But the earliest lawyers on the street—those who snatch a subsistence from the dregs and scum of humanity thrown up daily by the currents of misfortune and vice, upon the strands of the police courts—saw "the Mad Avenger" already prowling about the vicinity of their offices long before the hour at which the civil and principal criminal courts would be opened for business. When the judicial mills commenced their grinding, he was within sound of their clatter, and from one to another he wandered, anxiously and wearily, as was his custom. When the day's grist was completed, and the grinders hurried away to their respective offices to prepare more grain for the morrow's grinding, he mechanically followed them.

It was getting late in the afternoon; he had not yet seen anybody approximating to the picture he had in his mind's eye—the portrait drawn by Ruth—and he was just arrived at that period of the day when he always felt most sick with disappointment, and most sorely tempted to give up the seemingly useless pursuit and go home. He stopped before the little hand-cart of a street fruit vender, which was drawn up to the curbstone, to buy an apple. While he made the purchase he heard the voice of a man, who halted just behind him, saying quickly:

"Ah! I was just coming up to see you. Are you in Fordyce vs. Baxter?"

"Not having been advised by my clerk," said a precise and deliberate speaker in reply, "that any papers in an action so entitled had been deposited in his hands, and having no other knowledge of such action than your present mention of its title, I believe that I am justified in saying, sir, that to the best of my information and belief—"

"Aha!" shouted Lem, wheeling around and seeing before him the living original of Ruth's very exact sketch—"You're the man I'm looking for!"

"What the—the—the—mischief do you mean, sir," exclaimed the little gentleman, warding off the hand that Lem stretched out to clutch his collar.

"It's the Mad Avenger," said, laughingly, the gentleman interested in Fordyce vs. Baxter. "He will ask you, in a moment, if you know the Van Deusts of Easthampton."

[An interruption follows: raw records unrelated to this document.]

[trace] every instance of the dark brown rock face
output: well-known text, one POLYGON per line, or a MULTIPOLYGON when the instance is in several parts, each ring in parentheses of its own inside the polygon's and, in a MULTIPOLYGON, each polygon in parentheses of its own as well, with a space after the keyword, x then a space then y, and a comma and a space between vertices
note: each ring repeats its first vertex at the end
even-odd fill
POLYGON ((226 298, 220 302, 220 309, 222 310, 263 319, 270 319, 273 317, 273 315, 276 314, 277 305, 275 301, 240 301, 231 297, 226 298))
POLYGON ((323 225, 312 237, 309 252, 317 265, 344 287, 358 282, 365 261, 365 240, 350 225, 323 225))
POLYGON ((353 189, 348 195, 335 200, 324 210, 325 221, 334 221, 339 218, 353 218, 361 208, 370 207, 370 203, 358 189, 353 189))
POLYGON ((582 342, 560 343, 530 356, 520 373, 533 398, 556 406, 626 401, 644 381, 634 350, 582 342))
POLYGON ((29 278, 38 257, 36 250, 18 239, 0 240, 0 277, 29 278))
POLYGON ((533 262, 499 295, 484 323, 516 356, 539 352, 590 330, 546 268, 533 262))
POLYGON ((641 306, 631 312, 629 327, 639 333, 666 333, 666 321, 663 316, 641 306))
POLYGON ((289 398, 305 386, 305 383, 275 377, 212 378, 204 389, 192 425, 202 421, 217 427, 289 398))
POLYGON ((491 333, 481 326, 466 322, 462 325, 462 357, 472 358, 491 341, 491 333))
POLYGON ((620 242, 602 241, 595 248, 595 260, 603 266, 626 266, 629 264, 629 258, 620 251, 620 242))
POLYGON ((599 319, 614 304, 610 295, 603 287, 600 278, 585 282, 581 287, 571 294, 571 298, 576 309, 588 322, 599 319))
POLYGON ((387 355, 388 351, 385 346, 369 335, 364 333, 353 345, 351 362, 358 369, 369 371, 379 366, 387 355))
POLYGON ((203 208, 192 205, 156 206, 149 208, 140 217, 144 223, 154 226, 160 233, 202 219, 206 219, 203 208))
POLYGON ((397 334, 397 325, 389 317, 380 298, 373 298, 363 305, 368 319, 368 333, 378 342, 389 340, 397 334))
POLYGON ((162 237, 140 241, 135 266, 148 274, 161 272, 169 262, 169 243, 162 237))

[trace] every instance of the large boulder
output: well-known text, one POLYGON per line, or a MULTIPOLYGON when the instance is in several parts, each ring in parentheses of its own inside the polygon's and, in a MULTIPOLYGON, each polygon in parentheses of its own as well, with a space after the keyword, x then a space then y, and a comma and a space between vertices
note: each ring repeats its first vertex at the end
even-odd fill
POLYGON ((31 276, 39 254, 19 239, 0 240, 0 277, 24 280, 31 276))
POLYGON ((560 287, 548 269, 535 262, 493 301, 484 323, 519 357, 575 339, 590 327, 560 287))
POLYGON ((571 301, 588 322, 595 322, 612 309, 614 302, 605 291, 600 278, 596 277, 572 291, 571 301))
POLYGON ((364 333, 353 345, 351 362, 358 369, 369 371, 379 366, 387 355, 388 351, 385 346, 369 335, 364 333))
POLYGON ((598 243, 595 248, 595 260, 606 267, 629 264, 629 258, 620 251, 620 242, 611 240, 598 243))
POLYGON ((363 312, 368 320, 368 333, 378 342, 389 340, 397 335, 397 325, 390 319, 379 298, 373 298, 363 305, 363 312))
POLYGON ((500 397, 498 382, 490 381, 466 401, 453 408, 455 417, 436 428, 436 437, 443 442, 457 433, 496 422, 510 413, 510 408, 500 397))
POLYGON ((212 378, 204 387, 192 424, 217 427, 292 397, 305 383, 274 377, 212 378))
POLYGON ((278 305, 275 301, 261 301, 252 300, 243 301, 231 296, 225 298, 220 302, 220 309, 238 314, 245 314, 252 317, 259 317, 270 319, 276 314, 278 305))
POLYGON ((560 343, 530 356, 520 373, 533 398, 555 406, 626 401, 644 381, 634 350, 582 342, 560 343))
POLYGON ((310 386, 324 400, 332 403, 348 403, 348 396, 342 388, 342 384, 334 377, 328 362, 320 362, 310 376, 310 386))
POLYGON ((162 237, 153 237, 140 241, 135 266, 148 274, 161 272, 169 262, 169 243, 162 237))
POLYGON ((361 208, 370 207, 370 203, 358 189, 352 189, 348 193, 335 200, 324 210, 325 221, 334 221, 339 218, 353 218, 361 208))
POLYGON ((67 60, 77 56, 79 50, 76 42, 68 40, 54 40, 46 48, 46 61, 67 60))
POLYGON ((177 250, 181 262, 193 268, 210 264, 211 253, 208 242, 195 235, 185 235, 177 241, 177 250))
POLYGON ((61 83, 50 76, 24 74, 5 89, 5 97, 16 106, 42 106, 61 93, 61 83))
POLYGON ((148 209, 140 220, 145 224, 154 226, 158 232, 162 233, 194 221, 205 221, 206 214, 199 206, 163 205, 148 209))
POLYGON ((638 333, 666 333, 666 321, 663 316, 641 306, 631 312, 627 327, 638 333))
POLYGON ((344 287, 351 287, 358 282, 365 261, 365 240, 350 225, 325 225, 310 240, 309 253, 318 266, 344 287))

"Of course I will," retorted Lem, growing hot and angry, "I don't know why you call me the Mad Avenger—my name is Lemuel Pawlett, and I do want to know, for very serious reasons, if this gentleman is acquainted with the Van Deusts of Easthampton."

"And I reply that I am," answered Mr. Holden, sufficiently perturbed by the immediate excitement to forget his customary caution and make a positive statement without qualification.

"Oh! The deuce you are! Then there really are Van Deusts of Easthampton!" exclaimed the other lawyer, with genuine surprise and beginning to feel an interest in the affair.